The jury may still be out as to whether this move will inevitably benefit Google most of all. Microsoft now has serious stakes in Kubernetes' success. With all of the big three cloud providers squarely in the Kubernetes space, each one will need to discover its own value-add -- that margin that makes its own cloud service more attractive than the others. Google may play its partnerships with Pivotal and VMware, and also with Cisco, as providing its customers with the virtue of choice.
But whenever you're a service provider, your revenue and your success comes from steering your customers along the most profitable course, through the right turnstiles at the right time. When customers have alternate routes (as Apple knows better than anyone else), the market is trickier to control.

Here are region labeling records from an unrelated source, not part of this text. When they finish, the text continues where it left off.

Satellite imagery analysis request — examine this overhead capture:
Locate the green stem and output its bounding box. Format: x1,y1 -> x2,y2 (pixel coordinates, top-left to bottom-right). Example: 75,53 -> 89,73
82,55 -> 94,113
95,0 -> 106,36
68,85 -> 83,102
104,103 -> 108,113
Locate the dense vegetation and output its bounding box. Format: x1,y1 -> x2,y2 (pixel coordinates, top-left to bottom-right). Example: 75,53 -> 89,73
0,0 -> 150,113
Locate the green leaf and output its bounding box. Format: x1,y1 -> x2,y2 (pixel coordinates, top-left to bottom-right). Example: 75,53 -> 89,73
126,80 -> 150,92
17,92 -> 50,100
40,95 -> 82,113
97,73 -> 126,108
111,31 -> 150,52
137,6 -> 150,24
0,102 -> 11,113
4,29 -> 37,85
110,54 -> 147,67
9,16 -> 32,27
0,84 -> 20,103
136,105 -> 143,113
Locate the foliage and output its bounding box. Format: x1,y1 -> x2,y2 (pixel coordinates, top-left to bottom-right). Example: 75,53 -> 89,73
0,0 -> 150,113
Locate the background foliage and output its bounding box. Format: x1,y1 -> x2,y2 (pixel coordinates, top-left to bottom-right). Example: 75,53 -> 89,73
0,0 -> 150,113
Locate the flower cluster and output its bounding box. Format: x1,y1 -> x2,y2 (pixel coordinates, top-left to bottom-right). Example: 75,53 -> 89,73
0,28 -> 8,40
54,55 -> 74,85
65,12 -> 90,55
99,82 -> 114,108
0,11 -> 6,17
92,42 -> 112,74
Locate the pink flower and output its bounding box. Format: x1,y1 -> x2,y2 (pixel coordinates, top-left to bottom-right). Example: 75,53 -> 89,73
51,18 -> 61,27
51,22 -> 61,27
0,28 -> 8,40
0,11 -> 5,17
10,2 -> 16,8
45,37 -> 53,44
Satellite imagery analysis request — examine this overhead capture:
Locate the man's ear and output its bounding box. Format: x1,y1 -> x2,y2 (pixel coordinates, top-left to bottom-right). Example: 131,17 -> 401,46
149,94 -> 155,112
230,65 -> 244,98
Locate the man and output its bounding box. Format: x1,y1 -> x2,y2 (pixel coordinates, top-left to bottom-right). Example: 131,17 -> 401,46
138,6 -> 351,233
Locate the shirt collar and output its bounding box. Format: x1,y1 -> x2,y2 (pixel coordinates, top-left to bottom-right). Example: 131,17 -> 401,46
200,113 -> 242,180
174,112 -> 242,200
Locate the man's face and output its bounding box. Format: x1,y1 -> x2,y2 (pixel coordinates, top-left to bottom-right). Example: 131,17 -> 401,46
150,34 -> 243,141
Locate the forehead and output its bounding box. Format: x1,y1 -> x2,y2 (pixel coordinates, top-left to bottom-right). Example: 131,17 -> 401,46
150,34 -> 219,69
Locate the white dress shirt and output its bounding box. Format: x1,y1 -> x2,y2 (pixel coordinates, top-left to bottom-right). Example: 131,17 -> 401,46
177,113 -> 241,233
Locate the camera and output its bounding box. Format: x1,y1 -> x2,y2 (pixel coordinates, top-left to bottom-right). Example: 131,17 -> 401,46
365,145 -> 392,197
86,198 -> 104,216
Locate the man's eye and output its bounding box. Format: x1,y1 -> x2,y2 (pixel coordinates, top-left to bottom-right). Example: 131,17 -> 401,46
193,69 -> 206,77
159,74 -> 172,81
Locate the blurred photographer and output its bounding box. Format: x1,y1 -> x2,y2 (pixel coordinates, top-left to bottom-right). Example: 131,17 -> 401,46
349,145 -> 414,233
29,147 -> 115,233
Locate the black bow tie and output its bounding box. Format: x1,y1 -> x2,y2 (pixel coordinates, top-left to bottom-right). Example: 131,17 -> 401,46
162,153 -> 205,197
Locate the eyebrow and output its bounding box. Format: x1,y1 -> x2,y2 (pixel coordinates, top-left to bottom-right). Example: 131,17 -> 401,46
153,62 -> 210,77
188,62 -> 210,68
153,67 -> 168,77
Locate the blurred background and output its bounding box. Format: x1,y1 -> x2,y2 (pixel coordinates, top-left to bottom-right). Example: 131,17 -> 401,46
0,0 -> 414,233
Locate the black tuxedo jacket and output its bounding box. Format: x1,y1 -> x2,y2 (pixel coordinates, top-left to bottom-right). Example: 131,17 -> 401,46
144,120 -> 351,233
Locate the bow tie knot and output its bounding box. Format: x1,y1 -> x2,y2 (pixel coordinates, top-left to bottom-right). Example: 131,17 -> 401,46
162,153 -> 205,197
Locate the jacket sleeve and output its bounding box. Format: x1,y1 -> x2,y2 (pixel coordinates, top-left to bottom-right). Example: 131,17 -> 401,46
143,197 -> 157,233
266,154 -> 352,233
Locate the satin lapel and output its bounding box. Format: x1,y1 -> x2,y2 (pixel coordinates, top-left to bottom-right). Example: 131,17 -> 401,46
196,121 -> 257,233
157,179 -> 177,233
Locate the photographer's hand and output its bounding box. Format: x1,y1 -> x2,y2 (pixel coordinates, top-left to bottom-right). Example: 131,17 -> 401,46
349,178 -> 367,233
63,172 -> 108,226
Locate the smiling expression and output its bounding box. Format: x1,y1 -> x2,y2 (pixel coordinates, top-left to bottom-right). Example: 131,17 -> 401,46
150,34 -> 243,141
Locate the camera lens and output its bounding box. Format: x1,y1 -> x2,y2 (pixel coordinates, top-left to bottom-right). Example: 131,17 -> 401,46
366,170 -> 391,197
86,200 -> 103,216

For the data center, Kubernetes' sudden prominence means this: In the past, a public cloud-based PaaS platform such as Heroku and the original Windows Azure was only as useful as the resources and languages it supported. With Kubernetes, everything one's platform should support is inside the container, not outside. This helps to equalize the service providers somewhat, since all of them now provide the same interface, if you will, for acquiring and hosting their customers' workloads. It also narrows the room that those providers have to compete with one another on service. Whenever a market becomes commoditized, its survivors are the ones that can compete on price.
Kubernetes may have plastered completely over Docker's message in 2017. But that's no guarantee for Google, or anyone else, in 2018.